Conclusion: Ok, this is a heavy, heavy, tarry, peaty beast of a whisky. The easiest comparison I can think of is with the Ardbeg Wee Beastie which has similar youth and massive peat, but this is a much stickier oily beast – less straight peat and yet still matching overall in intensity.

Neat it is sticky and tarry with heat and a very barbecue themed meatiness. There is that Laphroaig medicinal character, but surprisingly it is more at the back due to that weight that the kipper like oily smoke style brings. What medicinal feel there is comes across more as a medicinal salve oiliness rather than the cleaner medicinal image of standard Laphroaig. So, this is big is what I am saying.

Neat the oloroso barrel aging is there but easily lost in the mix. A HEAVY dose of water lets it really come out, bringing red wine, red fruit and such – still not a dominant force, but adding very much appreciated sweeter notes to the brutal edged peat oiliness of the rest of it. Here there are even darker sweet notes going from chocolate to praline in a way that most Laphroaigs don’t have a way to express – again it barely offsets the weight but the darker sweetness complements rather than clashes.

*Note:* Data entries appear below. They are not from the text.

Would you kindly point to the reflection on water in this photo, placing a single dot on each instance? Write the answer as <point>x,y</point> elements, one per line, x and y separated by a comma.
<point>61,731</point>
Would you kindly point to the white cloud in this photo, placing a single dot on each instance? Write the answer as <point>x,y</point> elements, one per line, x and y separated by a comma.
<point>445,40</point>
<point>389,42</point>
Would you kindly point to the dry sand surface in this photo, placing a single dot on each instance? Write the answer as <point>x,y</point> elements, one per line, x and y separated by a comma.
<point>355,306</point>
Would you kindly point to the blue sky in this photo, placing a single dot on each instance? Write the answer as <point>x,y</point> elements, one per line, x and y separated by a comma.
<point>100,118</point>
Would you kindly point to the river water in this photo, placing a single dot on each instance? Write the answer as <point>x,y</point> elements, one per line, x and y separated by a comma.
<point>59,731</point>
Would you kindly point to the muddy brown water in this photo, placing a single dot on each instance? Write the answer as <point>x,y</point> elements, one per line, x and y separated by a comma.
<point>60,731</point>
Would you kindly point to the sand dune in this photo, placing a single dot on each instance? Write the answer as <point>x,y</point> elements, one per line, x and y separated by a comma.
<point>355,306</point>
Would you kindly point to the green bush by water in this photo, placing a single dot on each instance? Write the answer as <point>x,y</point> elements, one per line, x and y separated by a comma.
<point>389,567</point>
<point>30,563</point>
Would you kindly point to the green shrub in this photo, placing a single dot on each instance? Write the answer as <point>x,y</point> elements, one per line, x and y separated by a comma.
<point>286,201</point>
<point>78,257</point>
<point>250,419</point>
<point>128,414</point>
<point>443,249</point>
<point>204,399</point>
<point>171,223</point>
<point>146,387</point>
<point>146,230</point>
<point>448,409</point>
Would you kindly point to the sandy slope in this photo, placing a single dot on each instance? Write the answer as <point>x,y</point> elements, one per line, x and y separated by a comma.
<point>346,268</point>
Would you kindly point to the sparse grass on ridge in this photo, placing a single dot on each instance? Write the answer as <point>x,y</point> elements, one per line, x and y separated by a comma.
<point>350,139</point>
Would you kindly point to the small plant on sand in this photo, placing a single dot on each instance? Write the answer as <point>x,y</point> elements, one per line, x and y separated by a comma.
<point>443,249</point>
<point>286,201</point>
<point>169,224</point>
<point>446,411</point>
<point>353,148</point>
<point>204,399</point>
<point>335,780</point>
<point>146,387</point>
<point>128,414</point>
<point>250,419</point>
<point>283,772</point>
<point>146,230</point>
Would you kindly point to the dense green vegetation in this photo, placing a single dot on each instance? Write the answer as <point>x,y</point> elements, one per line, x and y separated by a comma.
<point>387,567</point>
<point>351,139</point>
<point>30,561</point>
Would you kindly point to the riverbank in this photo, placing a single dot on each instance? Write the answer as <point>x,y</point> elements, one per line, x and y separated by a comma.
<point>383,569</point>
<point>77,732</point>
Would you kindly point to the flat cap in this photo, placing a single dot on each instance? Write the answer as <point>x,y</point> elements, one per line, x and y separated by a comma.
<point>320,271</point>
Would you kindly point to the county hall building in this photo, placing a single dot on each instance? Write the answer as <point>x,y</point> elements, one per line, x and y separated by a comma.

Not a whisky for everyone, or even a whisky for any time – it is so thick and gripping with the intense flavours. However when you are in the mood for it, it is amazing. It doesn’t unseat the Douglas Lain XOP 18 Year single cask from its seat as favorite Laphroaig ever – that is a much more polished beast, this is the sticky unrestrained beast. However this is about a third of the price and still amazing and distinctive quality that you tend to only find in very special single casks.

Brutal and great.

Background: Ohh I had heard a lot about this. Williamson is the name used for these independent bottlings of Laphroaig spirit – and they have a very good reputation. Sometimes released as single malts, sometime teaspooned (a single teaspoon of another whisky added to a barrel so it is not technically a single malt) and released as a blended malt. This one especially had a huge reputation with some very good reviews coming in and recommendations from friends so I succumbed and grabbed a bottle. Cask strength, one of 449 bottles from cask 05057 – a Oloroso sherry cask. This was grabbed from Independent Spirit who managed to get a good chunk of bottles of it in, and was drunk while listening to Godspeed You! Black Emperor – G_d’s Pee AT STATE’S END! That album works so well with big drinks.